The month of September saw surprisingly warm temperatures for this time of year, and we have seen surprisingly good markets as well. September historically has been challenging for North American markets however this
year delivered a good number of positive catalysts.
One of the biggest was the Federal Reserve lowering rates by 50 basis points from the expected 25 basis points. Inflation has dropped off to acceptable levels and jobs remain strong in the U.S. which allowed the Feds to take this action. They have also suggested that more rate cuts will be coming into the next year if all continues as expected.

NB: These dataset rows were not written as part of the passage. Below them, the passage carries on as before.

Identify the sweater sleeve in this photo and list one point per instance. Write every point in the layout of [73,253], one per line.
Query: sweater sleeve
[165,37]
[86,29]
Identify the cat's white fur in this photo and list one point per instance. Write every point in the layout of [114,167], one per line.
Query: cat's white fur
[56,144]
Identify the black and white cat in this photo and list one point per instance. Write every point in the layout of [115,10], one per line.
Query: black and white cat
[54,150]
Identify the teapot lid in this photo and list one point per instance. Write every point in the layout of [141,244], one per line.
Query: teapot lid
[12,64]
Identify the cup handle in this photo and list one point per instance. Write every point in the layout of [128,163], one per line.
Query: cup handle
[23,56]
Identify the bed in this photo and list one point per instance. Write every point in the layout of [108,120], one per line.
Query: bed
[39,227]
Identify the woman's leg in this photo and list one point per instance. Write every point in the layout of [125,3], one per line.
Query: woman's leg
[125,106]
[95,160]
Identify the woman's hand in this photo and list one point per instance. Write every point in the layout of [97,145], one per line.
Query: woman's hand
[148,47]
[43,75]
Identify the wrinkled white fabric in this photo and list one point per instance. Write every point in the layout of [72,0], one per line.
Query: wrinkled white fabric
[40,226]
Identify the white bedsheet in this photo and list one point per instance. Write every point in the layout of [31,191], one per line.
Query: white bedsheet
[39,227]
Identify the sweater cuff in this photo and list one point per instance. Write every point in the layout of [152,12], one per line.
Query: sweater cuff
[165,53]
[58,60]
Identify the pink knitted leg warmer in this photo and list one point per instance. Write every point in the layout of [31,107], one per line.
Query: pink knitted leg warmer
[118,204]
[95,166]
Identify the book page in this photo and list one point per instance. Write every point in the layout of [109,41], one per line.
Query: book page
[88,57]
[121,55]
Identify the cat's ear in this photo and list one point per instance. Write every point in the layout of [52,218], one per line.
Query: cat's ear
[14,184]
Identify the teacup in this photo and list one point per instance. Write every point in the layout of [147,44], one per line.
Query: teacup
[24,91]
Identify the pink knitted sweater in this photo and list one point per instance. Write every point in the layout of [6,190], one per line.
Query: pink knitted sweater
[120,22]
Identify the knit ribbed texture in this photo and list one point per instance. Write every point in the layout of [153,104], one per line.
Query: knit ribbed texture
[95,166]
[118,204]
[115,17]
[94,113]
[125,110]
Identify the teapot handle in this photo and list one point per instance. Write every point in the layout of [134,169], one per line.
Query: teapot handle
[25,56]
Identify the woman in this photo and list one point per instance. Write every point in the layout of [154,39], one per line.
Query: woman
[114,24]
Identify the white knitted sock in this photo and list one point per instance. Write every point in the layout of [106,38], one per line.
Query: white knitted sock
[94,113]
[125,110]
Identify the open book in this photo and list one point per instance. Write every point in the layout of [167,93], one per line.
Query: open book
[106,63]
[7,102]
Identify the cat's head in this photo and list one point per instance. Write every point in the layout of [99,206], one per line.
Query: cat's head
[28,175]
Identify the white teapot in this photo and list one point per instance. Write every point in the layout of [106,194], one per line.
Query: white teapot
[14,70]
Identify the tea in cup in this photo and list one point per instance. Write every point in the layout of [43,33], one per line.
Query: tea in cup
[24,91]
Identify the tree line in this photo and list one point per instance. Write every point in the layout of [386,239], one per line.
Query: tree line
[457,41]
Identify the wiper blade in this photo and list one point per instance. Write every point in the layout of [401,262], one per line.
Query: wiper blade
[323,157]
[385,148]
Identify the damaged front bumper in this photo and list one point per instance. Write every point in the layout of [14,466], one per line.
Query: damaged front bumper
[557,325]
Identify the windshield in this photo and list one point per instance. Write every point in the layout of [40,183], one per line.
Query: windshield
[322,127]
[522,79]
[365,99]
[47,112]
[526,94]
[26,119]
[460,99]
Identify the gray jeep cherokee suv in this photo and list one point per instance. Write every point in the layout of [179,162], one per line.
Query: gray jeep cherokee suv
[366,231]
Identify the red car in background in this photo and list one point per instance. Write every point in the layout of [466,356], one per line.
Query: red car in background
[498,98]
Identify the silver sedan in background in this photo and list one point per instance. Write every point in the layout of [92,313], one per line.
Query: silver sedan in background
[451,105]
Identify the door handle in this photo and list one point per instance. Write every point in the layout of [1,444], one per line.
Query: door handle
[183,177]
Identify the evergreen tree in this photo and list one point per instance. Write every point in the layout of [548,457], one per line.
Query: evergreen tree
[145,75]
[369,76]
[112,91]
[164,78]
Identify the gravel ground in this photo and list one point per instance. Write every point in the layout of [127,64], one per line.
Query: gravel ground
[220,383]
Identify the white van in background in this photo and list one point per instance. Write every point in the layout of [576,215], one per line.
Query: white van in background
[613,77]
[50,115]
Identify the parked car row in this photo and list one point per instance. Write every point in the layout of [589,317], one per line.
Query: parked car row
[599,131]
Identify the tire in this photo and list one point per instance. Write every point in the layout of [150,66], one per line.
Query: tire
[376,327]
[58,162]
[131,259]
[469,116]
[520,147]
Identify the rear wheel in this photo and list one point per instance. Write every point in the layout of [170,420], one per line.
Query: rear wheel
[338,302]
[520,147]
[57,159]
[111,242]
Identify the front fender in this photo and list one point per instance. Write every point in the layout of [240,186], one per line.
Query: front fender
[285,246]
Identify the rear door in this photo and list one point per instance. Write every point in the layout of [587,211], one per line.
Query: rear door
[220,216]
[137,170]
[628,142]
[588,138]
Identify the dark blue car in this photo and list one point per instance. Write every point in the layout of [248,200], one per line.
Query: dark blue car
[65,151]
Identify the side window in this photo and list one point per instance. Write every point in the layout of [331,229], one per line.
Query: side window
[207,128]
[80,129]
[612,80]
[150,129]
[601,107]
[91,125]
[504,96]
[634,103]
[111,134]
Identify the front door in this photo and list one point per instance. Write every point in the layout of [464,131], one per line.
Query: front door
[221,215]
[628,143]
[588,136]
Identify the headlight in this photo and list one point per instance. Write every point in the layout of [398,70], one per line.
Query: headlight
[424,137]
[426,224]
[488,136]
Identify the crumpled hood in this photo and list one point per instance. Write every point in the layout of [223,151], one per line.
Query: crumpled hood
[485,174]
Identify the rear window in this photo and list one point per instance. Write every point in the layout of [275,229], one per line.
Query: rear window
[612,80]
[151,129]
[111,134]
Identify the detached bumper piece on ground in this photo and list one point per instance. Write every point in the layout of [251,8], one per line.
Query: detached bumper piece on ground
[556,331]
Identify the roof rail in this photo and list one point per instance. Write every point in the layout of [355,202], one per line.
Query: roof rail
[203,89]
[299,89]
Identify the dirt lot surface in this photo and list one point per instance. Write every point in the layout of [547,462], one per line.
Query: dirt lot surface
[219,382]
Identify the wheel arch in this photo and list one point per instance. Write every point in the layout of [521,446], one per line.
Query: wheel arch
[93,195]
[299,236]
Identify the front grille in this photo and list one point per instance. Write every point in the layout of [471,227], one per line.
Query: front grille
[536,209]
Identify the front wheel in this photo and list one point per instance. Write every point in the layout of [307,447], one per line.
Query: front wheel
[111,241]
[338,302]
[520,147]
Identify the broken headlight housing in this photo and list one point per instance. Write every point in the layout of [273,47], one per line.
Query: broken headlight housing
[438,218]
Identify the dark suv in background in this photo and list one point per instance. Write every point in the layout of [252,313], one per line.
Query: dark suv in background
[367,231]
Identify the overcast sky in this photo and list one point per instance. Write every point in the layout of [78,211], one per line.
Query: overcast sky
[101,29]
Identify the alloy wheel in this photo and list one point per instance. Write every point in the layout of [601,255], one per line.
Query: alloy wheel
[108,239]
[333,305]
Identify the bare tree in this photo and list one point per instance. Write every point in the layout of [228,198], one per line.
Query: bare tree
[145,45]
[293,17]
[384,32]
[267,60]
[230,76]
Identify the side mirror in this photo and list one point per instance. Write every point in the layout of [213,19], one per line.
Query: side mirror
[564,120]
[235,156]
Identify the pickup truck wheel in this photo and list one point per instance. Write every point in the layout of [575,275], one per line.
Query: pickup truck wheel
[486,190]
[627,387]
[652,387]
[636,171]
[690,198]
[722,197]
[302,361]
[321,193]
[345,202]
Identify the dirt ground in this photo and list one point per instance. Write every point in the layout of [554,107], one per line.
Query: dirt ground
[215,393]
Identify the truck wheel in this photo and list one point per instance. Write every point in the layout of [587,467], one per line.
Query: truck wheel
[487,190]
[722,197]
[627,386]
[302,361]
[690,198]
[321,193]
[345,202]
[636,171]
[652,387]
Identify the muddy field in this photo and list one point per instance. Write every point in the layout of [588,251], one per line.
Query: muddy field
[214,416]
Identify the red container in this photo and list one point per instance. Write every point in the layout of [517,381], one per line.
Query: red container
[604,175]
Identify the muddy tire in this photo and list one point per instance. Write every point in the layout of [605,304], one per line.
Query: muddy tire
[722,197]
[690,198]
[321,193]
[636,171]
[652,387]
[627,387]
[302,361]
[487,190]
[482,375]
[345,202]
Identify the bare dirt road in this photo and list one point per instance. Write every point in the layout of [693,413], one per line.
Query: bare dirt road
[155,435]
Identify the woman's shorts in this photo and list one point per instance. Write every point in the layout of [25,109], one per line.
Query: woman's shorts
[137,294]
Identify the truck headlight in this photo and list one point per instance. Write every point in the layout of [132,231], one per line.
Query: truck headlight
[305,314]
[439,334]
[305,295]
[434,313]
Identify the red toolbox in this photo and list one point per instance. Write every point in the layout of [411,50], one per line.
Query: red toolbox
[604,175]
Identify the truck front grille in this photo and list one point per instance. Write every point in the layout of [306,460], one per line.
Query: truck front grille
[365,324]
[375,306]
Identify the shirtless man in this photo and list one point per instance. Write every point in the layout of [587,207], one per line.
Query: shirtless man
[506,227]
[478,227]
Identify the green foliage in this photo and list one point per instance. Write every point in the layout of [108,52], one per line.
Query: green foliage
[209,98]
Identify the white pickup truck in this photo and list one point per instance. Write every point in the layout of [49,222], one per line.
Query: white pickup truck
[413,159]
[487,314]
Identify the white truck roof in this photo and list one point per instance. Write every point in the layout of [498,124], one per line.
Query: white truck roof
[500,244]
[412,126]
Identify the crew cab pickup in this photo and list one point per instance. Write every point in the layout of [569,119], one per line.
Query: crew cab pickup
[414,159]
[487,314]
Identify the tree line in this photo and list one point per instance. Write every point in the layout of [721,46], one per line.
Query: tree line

The next catalyst was the pivot by the Chinese government to implement a huge stimulus program in order to get their lackluster economy going. This came as a surprise, and it provides another positive to equity markets. China still plays a big part in our oil and energy markets as well as metals and minerals and this will help Canadian equities. Other than this recent Chinese stimulus giving a short-term bounce in these areas, Canada continues to struggle. We are in a different situation than the U.S. as our economy is weak and weakening and more rate cuts are coming. We need some political stability and job growth to get things going.
The conflicts with Ukraine and Russia continue and the escalating issue in the Middle East is very concerning. Then we have a presidential election in the U.S. this November and with markets that are not cheap, it warrants us to be a little cautious. I do feel any pullbacks will be purchased as the long-term trend continues to favour equity markets.
We do still have a strong economy in the U.S. with the build out of future data centers and the increased demand on power supplies. The stimulus in China should provide more tailwinds to certain sectors in the markets and we are looking for pullbacks to take advantage of these long-term themes.